As an interesting aside, if we turn on optimization, the compiler will actually detect what this function is trying to do (multiplication) and remove the loop in favor of the multiplication.

Assembly (-O2)

	testl	%esi, %esi
	movl	$1, %eax
	cmovg	%esi, %eax
	imull	%edi, %eax
	ret

# while loops

There is a very little difference between do while and while loops. A do while loop goes: init, body, update, test, body, update, test, body, update, test, etc... A while loop goes: init, test, body, update, test, body, update, test, body, update, etc... The difference is that the while loop does a test before it starts, or to put that another way, the do while does an iteration of body and update before it starts.

There are a couple of ways that we can translate a while loop into a do while loop.

jump to the middle : We start by unconditionally jumping down to the the test

guarded do : We just add a test before the do while loop that jumps over the loop

Different levels of optimization or different loops may result in one or the other of these approaches, but we will largely see the first.

C code:

int whileLoop(int x, int y){
  int result;

  while (y > 0) {
    result += x;
    y--;
  }

  return result;
}

Assembly :

	movl	$0, %eax
	jmp	.L2
.L3:
	addl	%edi, %eax
	subl	$1, %esi
.L2:
	testl	%esi, %esi
	jg	.L3
	rep ret

Comparing this to the do while loop, you will see that the only difference is the addition of a single line (jmp .L2).

# for loops

This is basically pretty syntax for the same behavior as a while loop, so it can be converted the same way.

for (init; test; update){
  body;
}

init;
while(test){
  body; 
  update;
}

C code:

int forLoop(int x, int y){
  int result = 0;

  for (; y > 0; y--){
	result +=x;
  }

  return result;
}

Assembly :

	movl	$0, %eax
	jmp	.L2
.L3:
	addl	%edi, %eax
	subl	$1, %esi
.L2:
	testl	%esi, %esi
	jg	.L3
	rep ret

If you compare that to the assembly for the while loop, you will see it is identical.

# Supporting Procedures

We started to look at procedures today.

Basic concerns:

• Data management

  • need to be able to pass arguments
  • Need to return a value

• Control flow

  • Need to be able to jump to the procedure
  • Need to be able to return to the instruction immediately after the call when we are done

• Memory management

  • Need to be able to create local variables
  • Need local variables to go away when we are done (talk to someone who knows some JavaScript for some more complicated forms of this)
  • Local variables of the caller need to be preserved
  • Functions must be re-entrant (we need to be able to enter a second time before the first invocation is complete -- see recursion)

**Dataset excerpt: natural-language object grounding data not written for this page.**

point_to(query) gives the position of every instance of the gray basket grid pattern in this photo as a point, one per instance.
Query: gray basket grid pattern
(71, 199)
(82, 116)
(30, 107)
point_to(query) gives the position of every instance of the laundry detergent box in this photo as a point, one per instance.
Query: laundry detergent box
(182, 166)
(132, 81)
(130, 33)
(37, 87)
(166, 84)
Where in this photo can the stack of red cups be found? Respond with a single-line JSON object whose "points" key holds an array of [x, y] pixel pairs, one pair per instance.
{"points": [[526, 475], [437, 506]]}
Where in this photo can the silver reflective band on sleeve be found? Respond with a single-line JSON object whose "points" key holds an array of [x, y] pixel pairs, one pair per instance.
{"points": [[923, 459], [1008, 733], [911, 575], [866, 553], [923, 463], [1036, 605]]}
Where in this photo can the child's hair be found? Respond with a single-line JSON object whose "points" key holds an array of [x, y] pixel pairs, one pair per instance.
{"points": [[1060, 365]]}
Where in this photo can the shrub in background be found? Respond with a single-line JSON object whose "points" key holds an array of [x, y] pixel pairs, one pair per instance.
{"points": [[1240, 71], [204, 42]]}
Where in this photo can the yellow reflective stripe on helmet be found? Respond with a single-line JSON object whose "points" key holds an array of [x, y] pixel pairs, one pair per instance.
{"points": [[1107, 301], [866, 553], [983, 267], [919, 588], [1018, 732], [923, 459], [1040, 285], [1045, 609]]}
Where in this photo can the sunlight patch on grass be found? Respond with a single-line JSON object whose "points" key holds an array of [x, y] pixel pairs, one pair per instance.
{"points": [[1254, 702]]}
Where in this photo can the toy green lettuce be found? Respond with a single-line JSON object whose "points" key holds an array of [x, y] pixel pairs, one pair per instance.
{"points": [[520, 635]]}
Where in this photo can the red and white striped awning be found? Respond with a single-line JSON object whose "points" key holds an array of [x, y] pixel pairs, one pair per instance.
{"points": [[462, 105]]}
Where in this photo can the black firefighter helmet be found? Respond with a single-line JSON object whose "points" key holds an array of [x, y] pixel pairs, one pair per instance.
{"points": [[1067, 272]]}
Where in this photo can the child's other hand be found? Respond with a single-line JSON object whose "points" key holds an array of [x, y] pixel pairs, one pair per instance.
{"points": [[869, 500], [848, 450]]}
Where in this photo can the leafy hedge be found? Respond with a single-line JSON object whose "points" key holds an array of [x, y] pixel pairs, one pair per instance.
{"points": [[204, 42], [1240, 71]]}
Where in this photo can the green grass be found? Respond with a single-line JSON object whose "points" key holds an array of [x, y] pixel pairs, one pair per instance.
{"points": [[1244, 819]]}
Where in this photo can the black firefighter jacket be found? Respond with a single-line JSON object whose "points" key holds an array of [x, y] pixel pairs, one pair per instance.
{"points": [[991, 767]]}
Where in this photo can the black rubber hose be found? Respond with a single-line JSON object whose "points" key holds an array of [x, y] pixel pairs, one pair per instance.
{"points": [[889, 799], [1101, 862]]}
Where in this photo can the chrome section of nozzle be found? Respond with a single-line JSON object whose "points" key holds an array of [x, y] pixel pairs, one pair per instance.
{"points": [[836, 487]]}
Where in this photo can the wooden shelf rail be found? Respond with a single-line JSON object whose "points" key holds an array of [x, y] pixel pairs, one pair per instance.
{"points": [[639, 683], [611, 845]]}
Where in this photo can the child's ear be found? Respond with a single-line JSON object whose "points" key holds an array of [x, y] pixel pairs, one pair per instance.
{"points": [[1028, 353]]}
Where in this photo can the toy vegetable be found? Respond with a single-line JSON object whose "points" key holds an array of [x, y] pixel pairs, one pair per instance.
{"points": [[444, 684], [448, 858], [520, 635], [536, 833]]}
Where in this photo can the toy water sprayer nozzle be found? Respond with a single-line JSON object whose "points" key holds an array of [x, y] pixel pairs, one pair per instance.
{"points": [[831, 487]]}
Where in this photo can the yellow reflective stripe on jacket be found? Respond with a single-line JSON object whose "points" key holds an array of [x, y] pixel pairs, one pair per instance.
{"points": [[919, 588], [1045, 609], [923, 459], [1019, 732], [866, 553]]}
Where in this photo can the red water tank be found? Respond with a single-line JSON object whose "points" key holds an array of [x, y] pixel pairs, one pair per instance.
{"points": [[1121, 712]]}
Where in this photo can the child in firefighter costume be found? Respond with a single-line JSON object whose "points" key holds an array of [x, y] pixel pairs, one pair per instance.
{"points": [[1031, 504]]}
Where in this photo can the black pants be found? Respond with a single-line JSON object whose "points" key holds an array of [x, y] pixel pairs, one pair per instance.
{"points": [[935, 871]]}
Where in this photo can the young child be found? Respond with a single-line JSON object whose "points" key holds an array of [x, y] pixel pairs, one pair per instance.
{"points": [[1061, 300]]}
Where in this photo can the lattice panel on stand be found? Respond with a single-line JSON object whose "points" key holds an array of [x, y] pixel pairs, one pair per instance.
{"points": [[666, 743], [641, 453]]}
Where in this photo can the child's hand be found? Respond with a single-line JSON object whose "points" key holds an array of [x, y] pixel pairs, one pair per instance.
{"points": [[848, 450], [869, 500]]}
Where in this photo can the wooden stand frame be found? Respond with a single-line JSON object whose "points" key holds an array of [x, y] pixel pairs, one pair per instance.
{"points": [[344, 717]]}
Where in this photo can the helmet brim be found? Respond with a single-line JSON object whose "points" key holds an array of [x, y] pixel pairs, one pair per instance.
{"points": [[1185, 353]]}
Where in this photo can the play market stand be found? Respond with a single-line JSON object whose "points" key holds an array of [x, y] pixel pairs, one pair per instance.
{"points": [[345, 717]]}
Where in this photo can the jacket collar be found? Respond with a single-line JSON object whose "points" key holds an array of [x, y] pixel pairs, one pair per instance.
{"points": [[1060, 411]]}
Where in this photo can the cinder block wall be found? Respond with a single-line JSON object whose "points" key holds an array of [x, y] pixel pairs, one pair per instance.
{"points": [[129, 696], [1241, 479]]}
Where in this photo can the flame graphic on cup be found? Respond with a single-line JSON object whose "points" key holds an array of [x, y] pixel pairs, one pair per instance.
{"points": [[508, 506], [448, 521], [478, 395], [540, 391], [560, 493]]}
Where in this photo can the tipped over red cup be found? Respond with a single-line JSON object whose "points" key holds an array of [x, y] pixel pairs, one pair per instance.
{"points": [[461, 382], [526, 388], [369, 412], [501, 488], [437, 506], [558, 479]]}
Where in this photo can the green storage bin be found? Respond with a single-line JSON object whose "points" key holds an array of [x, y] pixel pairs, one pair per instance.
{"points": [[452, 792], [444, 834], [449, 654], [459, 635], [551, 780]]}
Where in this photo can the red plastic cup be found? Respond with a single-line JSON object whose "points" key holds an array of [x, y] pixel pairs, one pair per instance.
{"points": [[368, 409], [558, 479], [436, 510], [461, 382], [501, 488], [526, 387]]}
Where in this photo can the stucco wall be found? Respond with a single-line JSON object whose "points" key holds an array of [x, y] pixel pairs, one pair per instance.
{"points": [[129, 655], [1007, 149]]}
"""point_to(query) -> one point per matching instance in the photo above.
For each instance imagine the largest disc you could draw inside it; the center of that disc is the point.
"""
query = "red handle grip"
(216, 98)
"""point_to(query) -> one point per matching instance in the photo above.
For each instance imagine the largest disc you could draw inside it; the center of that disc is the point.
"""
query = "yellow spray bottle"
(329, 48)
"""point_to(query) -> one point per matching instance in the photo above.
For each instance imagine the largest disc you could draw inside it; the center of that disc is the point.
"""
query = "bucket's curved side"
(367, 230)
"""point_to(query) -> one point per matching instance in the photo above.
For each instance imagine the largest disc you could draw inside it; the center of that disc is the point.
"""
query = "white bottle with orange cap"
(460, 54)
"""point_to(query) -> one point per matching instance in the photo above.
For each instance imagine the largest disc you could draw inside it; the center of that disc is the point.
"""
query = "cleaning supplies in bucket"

  We observed that we know how to do some of these things.

  Values from functions are return in %rax (or %eax, etc depending on data size)

  Parameters are passing into function in registers (%rdi, %rsi, etc...). However, this is only a partial solution since we only have six designated registers.

  We saw the ret command, but we don't know how it works yet.